Microsoft Corp. made its first in-house artificial intelligence chip and cloud computing processor public in an effort to gain greater control over its technology and expand its product line in the fiercely competitive AI computing market. Additionally, the business unveiled new software that enables customers to create custom AI assistants.
Microsoft Azure cloud users will now have a new method to create and execute AI content-generating programmes according to the announcement of the Maia 100 chip made on Wednesday at the company’s annual Ignite conference in Seattle. According to Rani Borkar, a vice president in charge of Azure’s chip unit, Microsoft is already testing the chip with its Bing and Office AI products. The processor is also being tested by OpenAI, the company behind ChatGPT, Microsoft’s primary AI partner. In some Microsoft data centres early in the following year, Maia and the server chip Cobalt will make their debuts.
At the conference, Microsoft Chief Executive Officer Satya Nadella stated, “Our goal is to ensure that the ultimate efficiency, performance, and scale is something that we can bring to you from us and our partners.” According to him, Maia will initially power Microsoft’s AI apps before becoming accessible to partners and clients.
Microsoft’s multi-year investment demonstrates how important chips have become to being competitive in the cloud and AI. Companies can extract performance and cost benefits from hardware by producing them internally. Additionally, the project may protect Microsoft from becoming unduly reliant on any one source, a weakness that is currently highlighted by the competition among manufacturers for Nvidia Corp.’s AI chips. Rivals in the cloud have made similar moves before Microsoft’s foray into processors. Selling services based on multiple cloud and artificial intelligence chip types, Amazon.com Inc. purchased a chip manufacturer in 2015. In 2018, Google started granting users access to its AI accelerator processors.
According to Borkar, in order to provide optimal performance and prevent supply-chain bottlenecks, it is crucial for a company the size of Microsoft to optimize and integrate every component of its hardware. And, ultimately, to offer clients the option for infrastructure.
Early in the following year, Microsoft will also offer services to customers based on Nvidia’s most recent H200 chip and Advanced Micro Devices Inc.’s MI300X processor, both of which are meant for AI tasks. Nevertheless, there appears to be a long-term move in the industry towards in-house chips. For Intel Corp., whose own AI chip efforts are lagging behind, the shift is especially bad news. Microsoft is currently collaborating with AMD and Amazon on Cobalt in an attempt to gain market share in the server chip industry, which is presently dominated by Intel.
Maia is intended to speed up the enormous volume of data processing needed by AI systems to perform tasks like speech and image recognition. Azure Cobalt is a central processing unit that will be comparable to AMD and Intel products with its 128 computing cores, or mini processors. The more cores, the better, as they can split up work quickly into manageable tasks and complete them all at once. Additionally, Cobalt uses designs from Arm Holdings Plc, whose designs, according to their supporters, are intrinsically more efficient because they originated from designs found in battery-powered devices such as smartphones. The manufacturer of both chips will be Taiwan Semiconductor Manufacturing Co.

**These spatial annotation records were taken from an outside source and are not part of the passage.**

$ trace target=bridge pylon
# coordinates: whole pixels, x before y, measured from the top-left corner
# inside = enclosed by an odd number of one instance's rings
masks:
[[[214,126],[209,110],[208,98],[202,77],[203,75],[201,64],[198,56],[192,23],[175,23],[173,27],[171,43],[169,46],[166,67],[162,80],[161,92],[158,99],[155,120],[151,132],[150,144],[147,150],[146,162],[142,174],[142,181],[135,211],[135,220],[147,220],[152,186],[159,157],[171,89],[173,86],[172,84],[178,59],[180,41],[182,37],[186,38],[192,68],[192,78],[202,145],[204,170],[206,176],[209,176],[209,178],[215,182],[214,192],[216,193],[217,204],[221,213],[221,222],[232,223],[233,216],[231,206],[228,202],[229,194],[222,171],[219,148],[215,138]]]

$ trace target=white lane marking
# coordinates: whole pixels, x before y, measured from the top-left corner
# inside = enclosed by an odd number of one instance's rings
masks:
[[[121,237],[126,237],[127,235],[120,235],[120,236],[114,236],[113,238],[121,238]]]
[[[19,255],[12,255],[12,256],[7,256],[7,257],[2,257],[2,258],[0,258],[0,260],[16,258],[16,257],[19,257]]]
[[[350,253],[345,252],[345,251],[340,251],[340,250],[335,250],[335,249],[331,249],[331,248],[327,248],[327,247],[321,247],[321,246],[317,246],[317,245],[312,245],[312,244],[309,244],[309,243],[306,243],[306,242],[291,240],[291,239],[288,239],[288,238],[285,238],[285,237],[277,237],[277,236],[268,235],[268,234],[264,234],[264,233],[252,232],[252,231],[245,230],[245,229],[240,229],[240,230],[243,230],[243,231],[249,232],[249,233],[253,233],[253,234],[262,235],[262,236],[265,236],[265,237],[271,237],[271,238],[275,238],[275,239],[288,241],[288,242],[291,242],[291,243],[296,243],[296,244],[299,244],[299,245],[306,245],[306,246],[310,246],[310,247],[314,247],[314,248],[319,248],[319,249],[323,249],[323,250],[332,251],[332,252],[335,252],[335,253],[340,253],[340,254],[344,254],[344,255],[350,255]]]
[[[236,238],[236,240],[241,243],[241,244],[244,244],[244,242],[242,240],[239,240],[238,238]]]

Microsoft has previously altered chips in a few ways, such as designing Xbox processors with AMD and creating unique chips for the HoloLens goggles and Xbox Kinect motion controller. Nevertheless, Maia and Cobalt represent the largest and most all-encompassing endeavours to date—ambitious steps in a challenging and costly industry to break into.

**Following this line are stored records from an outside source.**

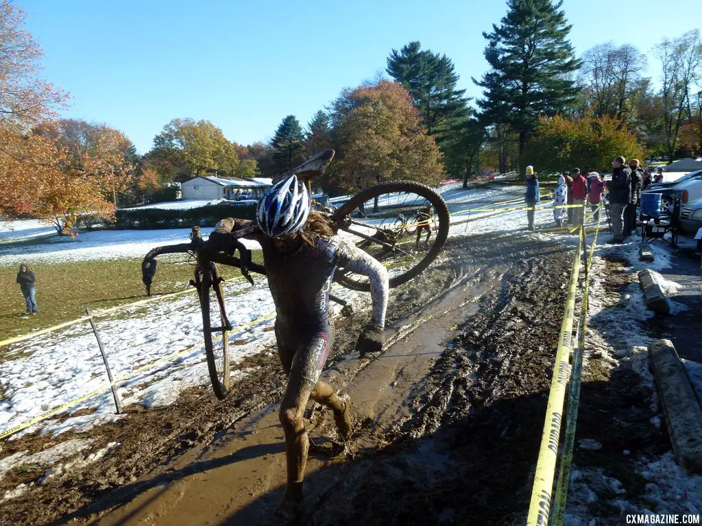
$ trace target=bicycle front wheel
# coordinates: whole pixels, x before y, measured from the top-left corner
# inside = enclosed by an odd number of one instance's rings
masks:
[[[398,229],[400,214],[408,219]],[[331,219],[353,236],[359,248],[385,267],[391,288],[421,274],[436,259],[449,236],[449,208],[444,199],[414,181],[389,181],[366,188],[338,208]],[[368,278],[353,272],[338,269],[334,279],[354,290],[370,290]]]
[[[229,358],[230,328],[224,310],[222,281],[215,264],[203,265],[199,283],[200,309],[202,310],[202,332],[205,340],[207,368],[215,396],[224,400],[231,386]]]

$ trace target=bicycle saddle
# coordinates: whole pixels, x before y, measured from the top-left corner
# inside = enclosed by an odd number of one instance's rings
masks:
[[[301,182],[307,182],[312,177],[321,175],[329,166],[331,159],[334,157],[336,152],[333,149],[323,150],[318,154],[315,154],[299,166],[296,166],[292,170],[289,170],[285,173],[282,173],[273,177],[273,184],[291,175],[297,175],[298,180]]]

It’s an old joke that Microsoft doesn’t get things right until version 3.0, but in the semiconductor space, every vendor usually does. Borkar, who worked for Intel for 27 years, expressed her confidence that Microsoft’s initial efforts are impressive. “Next year, we’re going to use these,” she stated.
The company also announced Copilot Studio, software that allows clients to customize Microsoft’s AI assistant software or build their own AI assistants from scratch. Customers can also create ways for Microsoft’s copilot software to appear in their own apps.

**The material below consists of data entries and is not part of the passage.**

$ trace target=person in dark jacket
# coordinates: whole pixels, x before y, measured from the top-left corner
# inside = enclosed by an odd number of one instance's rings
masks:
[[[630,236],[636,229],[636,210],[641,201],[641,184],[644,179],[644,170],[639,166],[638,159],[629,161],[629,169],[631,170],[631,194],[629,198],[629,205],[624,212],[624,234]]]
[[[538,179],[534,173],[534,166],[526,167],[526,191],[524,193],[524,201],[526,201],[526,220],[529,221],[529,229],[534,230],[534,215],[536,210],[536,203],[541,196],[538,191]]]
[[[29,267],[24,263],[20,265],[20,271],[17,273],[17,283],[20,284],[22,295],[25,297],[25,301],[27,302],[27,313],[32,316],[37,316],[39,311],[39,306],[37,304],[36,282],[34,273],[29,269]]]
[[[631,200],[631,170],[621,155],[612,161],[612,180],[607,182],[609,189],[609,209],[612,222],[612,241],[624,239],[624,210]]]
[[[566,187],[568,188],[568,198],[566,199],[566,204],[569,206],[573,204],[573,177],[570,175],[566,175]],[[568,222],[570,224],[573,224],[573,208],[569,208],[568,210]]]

Charles Lamanna, a vice president at Microsoft, stated that customer feedback was remarkably consistent. For example, if all you want is supply chain data in a copilot experience, don’t force you to build a whole other bot.
Generally speaking, Microsoft stated that it is combining all of its AI copilots and Bing Chat AI features into a single software package that users can access.
Additionally, the business declared the following:
A newly reduced fee for customers who utilize the sales copilot and the Microsoft 365 Copilot product for Office software. Copilot for Azure is an AI assistant made to assist IT managers with troubleshooting operating systems, applications, and other things. A survey conducted by Microsoft revealed a high level of satisfaction with the company’s new corporate AI tools. For instance, 77% of users stated they don’t want to switch back to their previous methods after using it.